Integritas Kepemimpinan dan Kesetiaan Orang Bugis Makassar
- Mar 29, 2023
- 2 min read

Bangsa yang kuat terbentuk bilamana falsafah, nilai serta adat istiadatnya selalu diajarkan dan terwariskan dari generasi ke generasi. Orang Bugis Makassar bahkan menganggap harga diri dan martabatnya tergantung pada sejauh mana kesetiaan dia menjunjung tradisi dan istiadat.
"Laki laki Bugis Makassar akan selalu pegang teguh harga dirinya dan menjaganya dengan integritas, saudara! Oleh karena itu, punna ero nu onjo onjo siriku saudara, a'tayangko antu badi ta'bbu, ampakinta'ko!" kata Menteri Pertanian Syahrul Yasin Limpo.
Karena itu, menurut Mentan Syahrul orang Bugis Makassar dikenal mempunyai sifat yang pemberani, tangguh, dan pantang menyerah.

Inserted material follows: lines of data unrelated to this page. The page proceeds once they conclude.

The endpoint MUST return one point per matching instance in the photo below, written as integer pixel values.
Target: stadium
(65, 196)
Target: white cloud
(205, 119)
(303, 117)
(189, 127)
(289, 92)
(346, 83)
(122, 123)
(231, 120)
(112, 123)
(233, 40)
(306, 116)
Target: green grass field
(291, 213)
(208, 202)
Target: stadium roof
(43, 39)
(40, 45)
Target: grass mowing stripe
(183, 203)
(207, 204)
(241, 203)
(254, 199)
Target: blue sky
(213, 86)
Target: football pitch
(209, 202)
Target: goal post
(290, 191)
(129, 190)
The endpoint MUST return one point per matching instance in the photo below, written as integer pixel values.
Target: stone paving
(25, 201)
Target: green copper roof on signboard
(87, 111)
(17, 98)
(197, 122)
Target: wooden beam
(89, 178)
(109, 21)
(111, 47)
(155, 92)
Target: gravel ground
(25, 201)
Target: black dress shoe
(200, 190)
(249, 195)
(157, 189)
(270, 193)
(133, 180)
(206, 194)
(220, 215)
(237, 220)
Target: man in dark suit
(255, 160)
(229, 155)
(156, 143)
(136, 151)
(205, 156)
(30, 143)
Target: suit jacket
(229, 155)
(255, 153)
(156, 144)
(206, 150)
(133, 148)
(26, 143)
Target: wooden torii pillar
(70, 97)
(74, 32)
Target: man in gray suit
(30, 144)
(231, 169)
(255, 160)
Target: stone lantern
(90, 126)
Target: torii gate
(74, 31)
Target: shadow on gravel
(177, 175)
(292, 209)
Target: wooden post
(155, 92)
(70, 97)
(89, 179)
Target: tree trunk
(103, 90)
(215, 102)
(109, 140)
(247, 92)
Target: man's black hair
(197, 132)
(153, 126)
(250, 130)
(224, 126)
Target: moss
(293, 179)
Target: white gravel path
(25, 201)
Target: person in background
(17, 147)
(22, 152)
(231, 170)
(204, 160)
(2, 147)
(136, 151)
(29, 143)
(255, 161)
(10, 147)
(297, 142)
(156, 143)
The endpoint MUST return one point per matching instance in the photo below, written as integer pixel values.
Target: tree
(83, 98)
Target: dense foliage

Sejak zaman perjuangan melawan penjajah, orang Bugis tipikal suku yang tidak kenal putus asa berjuang.
Hal itu tampak pula ketika ada orang Bugis Makassar diamanati jabatan dan kekuasaan. Menurut Mentan SYL, kepemimpinan orang Bugis berwatak pemberani, kuat, tangguh dan bertanggung jawab. Sebab di mana pun orang Bugis pantas menjadi pemimpin.
Di mata Mentan Syahrul, orang Bugis adalah orang yang tidak biasa berbuat sesuatu hanya untuk dirinya. Dia selalu memikirkan bagaimana menemukan harapan dan kebutuhan orang yang ada di sekitarnya.
Syahrul Yasin Limpo sendiri merupakan salah satu putra terbaik Bugis-Makassar yang diamanati Presiden Jokowi sebagai Menteri Pertanian 2019-2024.
Politisi Partai NasDem ini sebelumnya juga sukses memajukan daerah kelahirannya sebagai Gubernur Sulawesi Selatan selama dua periode.
Orang Bugis tidak pantang menyerah dan selalu siap menghadapi tantangan.
“Hadapi laut itu, seberangi laut itu. Bahkan di tengah samudera, kalau ada badai menghadang. Jangan mau menyamping,” ujar Mentan SYL saat meluncurkan buku The SYL Way di Unhas pada 15 Maret lalu.
“Hadapi badai itu. Putar layarmu tujuh kali ke kanan, tujuh kali ke kiri. Kalau memang kamu tenggelam, itu karena takdir, bukan karena kamu,” lanjut dia.
Selain ada sosok pemimpin tangguh dalam diri orang Bugis, ia juga dikenal sebagai teman sejati. Ia bukan tipe bos yang duduk santai di kantor. Ia tidak membiarkan anak buahnya bekerja sendiri. Ia ikut turun, bekerja dan mengarahkan.
"Berteman dan bersaudara dan menjadi pemimpin orang Bugis-Makassar, anak buahnya tidak boleh cedera, anak buahnya tidak perang sendiri,” tambah dia.